Anouk blinked her window several research publications. “A mind-altering agent, with distinctive properties.
Écoute,
we need a new research project.”

“Preferably something legal.” Jenny put her hands behind her head and leaned back in her rickety chair, back against the carboxyplast wall. “You know, you did great during the Flood,” she told Anouk. “You saved my life. And the plant.” Which California’s governor had walked off with.

Anouk lifted her hand, her third finger gracefully curved.
“Ce n’est rien.”

The tumor mouse was back in Jenny’s toybox, sniffing around the windows. “When I’m a hundred, like Rita, I’ll run for president. If our husbands have passed, you can be my First Lady.”

Anouk eyed her skeptically. “Aren’t you forgetting something?”

“What? It’s the one job where you don’t have to be a citizen.” They would need their own wisdom plants, though. Jenny wondered if Abaynesh had saved any. She glanced at her own temporary greenhouse, a glass box with room for half a dozen pots.

*   *   *

At Reagan Hall, the structure had emerged intact, maintained by the backup generator. Most of the flooded equipment was useless, but colleagues from Earth shipped up enough controllers to restore the animal colonies. And the plants; but not the lost genetic stocks.

“Your plants,” Jenny asked Abaynesh. “What became of them?”

“The seeds were stored on the second floor.”

“I suppose our experiment is gone.”

“We can plant and start over.” Abaynesh sounded as if she had other things in mind. She leaned back in her chair, her face a bit flushed, while Meg-El coiled upon her round belly.

“It will be nice for Tova,” said Jenny, “having baby twins.”

“One,” corrected Abaynesh. “One is much healthier than twins,” she added with her usual tact. “A brain needs the whole womb, to reach its potential.”

Jenny thought this over. “Rita Levi-Montalcini had a twin.” Her sister Paola, the Italian artist.

“That’s true. Imagine if she’d been single.” Abaynesh gave Jenny a sharp look. “We’ll make a New Yorker of you yet.”

She took the plunge. “What about the controls? Did you save any?”

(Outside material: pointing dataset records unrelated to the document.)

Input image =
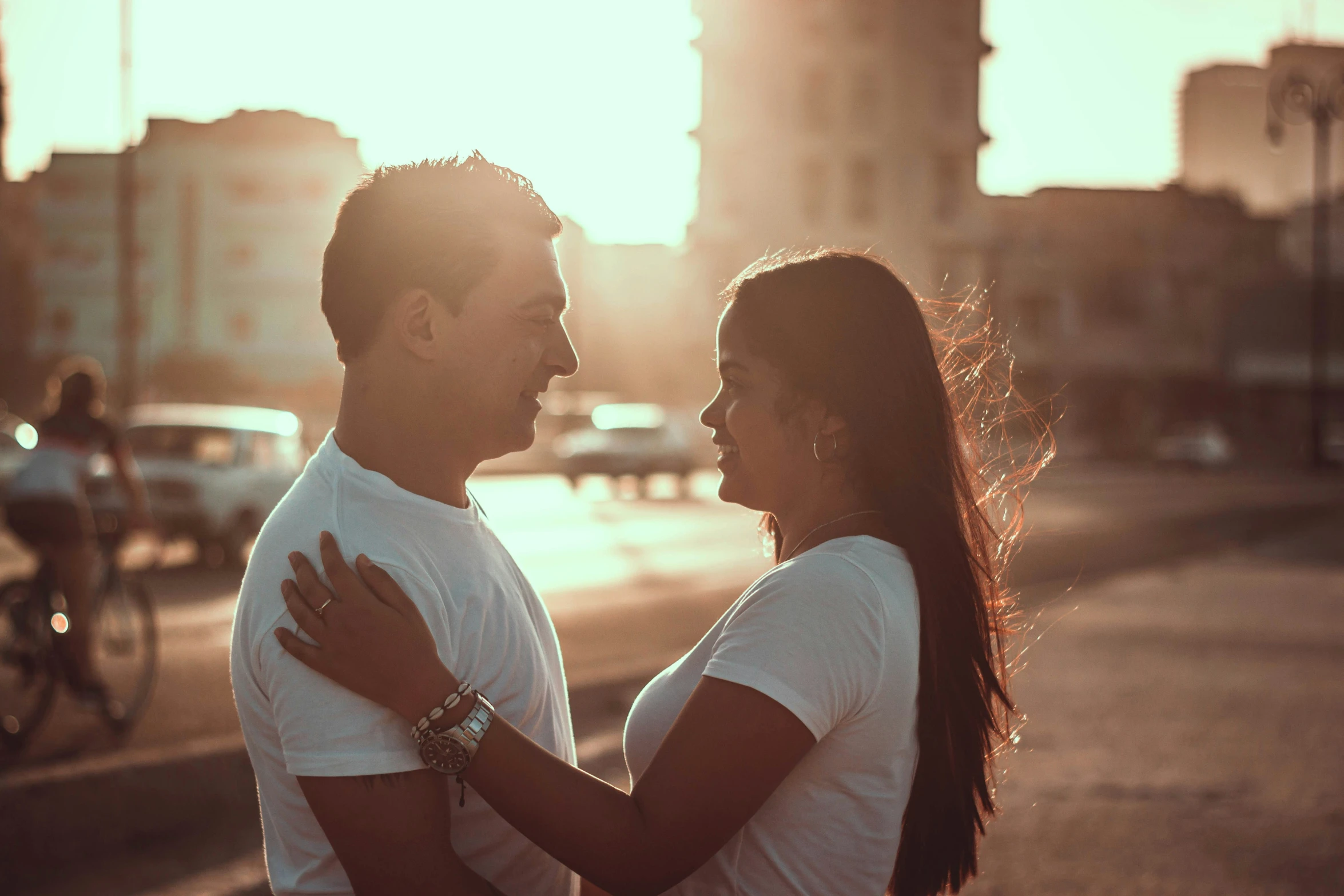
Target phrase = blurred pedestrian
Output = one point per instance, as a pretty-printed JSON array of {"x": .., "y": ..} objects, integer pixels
[
  {"x": 834, "y": 731},
  {"x": 46, "y": 504}
]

The professor looked back over her shoulder, and around. She took off her diad; Jenny did the same. “I saved seeds, and the whole sequence. We’re waiting to see the trial.” The great presidential experiment. “The side effects, if any. I put in for a patent, just in case.”

“Oh,” Jenny mouthed without a sound. So far, president-elect Carrillo had promised all the right things—clean government, ban on solarplate, mission to Jupiter. But after inauguration, who could say.

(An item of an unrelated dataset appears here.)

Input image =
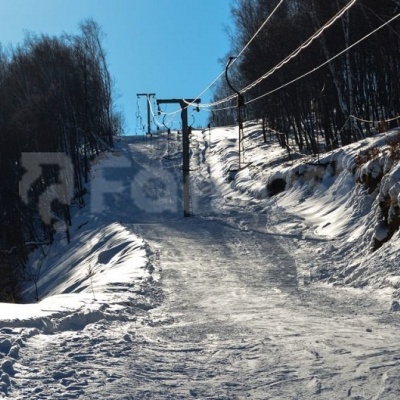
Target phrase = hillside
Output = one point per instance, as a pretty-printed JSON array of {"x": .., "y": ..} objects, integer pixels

“But how can I stay here, if the college won’t permit my research?” The professor added, “I got a job offer from Montreal. They’re about to open their first spacehab. And for Alan, their library holds the largest Judaica collection in North America.”

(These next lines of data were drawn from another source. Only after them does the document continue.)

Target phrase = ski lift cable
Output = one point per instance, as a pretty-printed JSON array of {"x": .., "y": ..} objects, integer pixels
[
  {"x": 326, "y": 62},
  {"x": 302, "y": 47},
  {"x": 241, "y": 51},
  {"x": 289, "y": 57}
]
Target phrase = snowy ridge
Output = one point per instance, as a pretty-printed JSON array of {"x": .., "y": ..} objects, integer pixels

Jenny’s face fell. “I mean, how nice for you.”

“And Tova would have a good school. As for me, this place was never a good fit.”

“But I thought so,” Jenny blurted. “I’ll miss you.”

“Really?” The professor looked up as if this might be a new idea. “Well, we’ll see. I would hate to leave … her.” Jenny’s lost
compañera.

“Do you ever hear from her? Text, I mean.”

“She could be anywhere now.”

*   *   *

Dylan’s Senior Staff met in a sealed conference room with Glynnis Carrillo, the appointed director of Homeworld Security and Space Energy. The DIRGs’ neck rings were coded blue.